(Releads with board deciding Richard stays on)
By Leila Abboud and Alexandre Boksenbaum-Granier
PARIS, June 17 France Telecom's
executive board agreed on Monday to keep chief executive
Stephane Richard in his job after he was put under investigation
for fraud allegedly committed during his time as a top
The board said after an emergency meeting in Paris to decide
his future that it had "full confidence" in Richard to pursue
his leadership of the 27 percent state-owned group, which also
goes by the Orange brand.
"The Board considers that the legal measures affecting
Stephane Richard do not impede his ability to fully and
effectively lead Orange as its Chairman and Chief Executive
Officer," the board said in a statement.
Richard was a top aide in the finance ministry under former
president Nicolas Sarkozy when his government in 2008 awarded
tycoon Bernard Tapie 285 million euros ($373 million) in damages
in a legal dispute with defunct bank Credit Lyonnais.
His future at France Telecom has been in doubt since
magistrates last week opened a formal investigation into his
role in the award. Richard denied wrongdoing and is appealing
against the decision to put him under investigation.

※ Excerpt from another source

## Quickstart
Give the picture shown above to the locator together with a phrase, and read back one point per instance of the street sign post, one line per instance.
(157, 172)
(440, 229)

The company's shares closed 3.08 percent on the day, making
it the biggest gainer on France's blue-chip CAC 40 index
, with investors relieved that Europe's fourth-biggest
telecom group by sales would not face a leadership vacuum.
"If Richard had been forced out, the group could have
suffered during the transition phase to a new boss," said a
Paris-based trader who declined to be named.
Richard, 51, is a product of one of France's elite "grandes
ecoles". His contract is up in May 2014, so it still remains to
be seen whether the investigation will affect his chances of
being retained for a second term as CEO.
France Telecom has seen business in its key home market get
slammed by an 18-month old price war sparked by the arrival of
low-cost mobile competitor Iliad.
The board said it had appointed an independent board member
to follow the situation.
In French law a formal investigation means there is "serious
or consistent evidence" pointing to likely implication of a
suspect in a crime. It is one step closer to a trial, but some
such investigations have been dropped without going to court.
The result of the executive board meeting was largely
expected after President Francois Hollande said on Sunday that
Richard would stay as long as the investigation did not impede
his ability to do his job.
In the M6 TV interview on Sunday, Hollande also ruled out
the government selling down its stake in France Telecom because
current valuations were too low to make such a sale interesting.
France Telecom shares were the third-worst performing
telecom stock in Europe in the past 12 months, largely because
of the erosion of mobile profitability it its home market.